Anjum Niaz: Ah Faiz!

Agha Nasir’s book event was at the Pakistan Academy of Letters whose guardian is the polite Iftifkhar Arif (one hears the PPP wants its own man there now, and hopes it’s not some philistine). The book is a revelation. A juxtaposition of Faiz’s poetry and humanism. It casts the great poet in the centre and names the dramatis personae that came into his life and then exited the stage. The raconteur does not call his book a book of research or a critique. Instead, he calls it a labour of love, a “debt that he owed” to their friendship. Indeed, Agha Nasir has paid his ultimate tribute to his friendship in telling the world why, where, when, which, what, and how Faiz’s 100 best poems got written.

The author has framed his narration with a dignified charm. Agha Nasir scanned Faiz’s letters, correspondence and family papers. He went to his daughters Salima and Moneeza in Lahore to corroborate anecdotes he had collected from various sources. He dug deep to unearth gems that lay hidden and would have never come to light had he himself not excavated. Once the facts were in place, checked and rechecked, the book was born. And it was launched.

Yusuf Jamal was the chief speaker. “Who is this old man trying to imitate you?” asked Yusuf’s bride on their wedding day. But first, who is this Yusuf Jamal? Iftikhar Arif introduced him to us. He is a Faiz clone. He even recites Faiz’s verses in the same tone, tenor and verve.

But his bride, a St Joseph’s English-medium graduate, thought it was Faiz who was “imitating” her bridegroom while reciting poetry on their wedding night which according to Yusuf Jamal “stretched into the late hours.” His bride was rightly piqued for being upstaged by that “old man” on the most important occasion of her life!
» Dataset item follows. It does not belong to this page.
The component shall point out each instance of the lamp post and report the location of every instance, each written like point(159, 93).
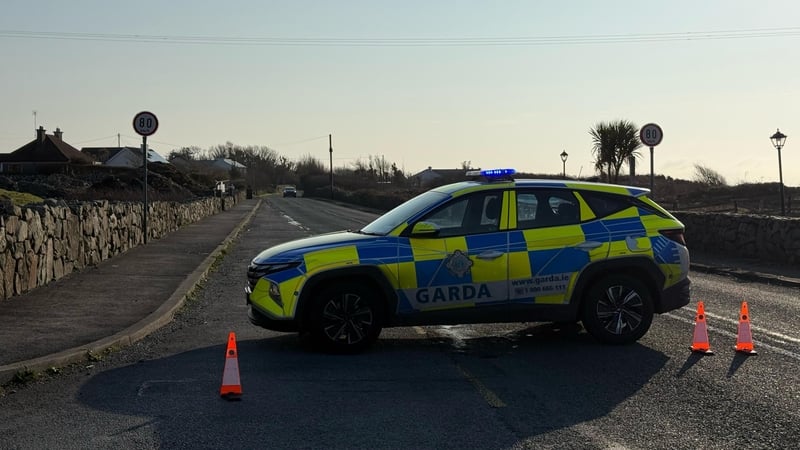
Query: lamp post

Faiz’s poetry was inspired by the women he loved. Mujh se pehli se mohabbat mere mahboob na maang is one of them. It was written in honour of Dr Rasheed Jehan whom he had met while a lecturer at the MAO college in Amritsar. She gave him the Communist Party manifesto, gently nudging him to rise above himself and his amour to look at the larger picture around him depicting deprivation, exploitation and poverty. This became the turning point for the young Faiz. His poetry and his thinking changed forever.

Masood Mufti, another civil servant like Yusuf Jamal, is well known in the world of Urdu literature. He was a POW during the 1971 war. He like Faiz is a humanist who feels the pain of fellow humans. But he also wants change. He wants ordinary Pakistanis to be in charge of their destinies and not corrupt leaders who promise change but are dictators, even in civilian clothing.

He shared his innermost fears and hopes with us, as did Kishwar Naheed, the ever young-at-heart feminist. She spoke of the days when she’d visit Faiz in jail at Lahore. He lived in sub-human conditions. He’d always be smiling; never complaining.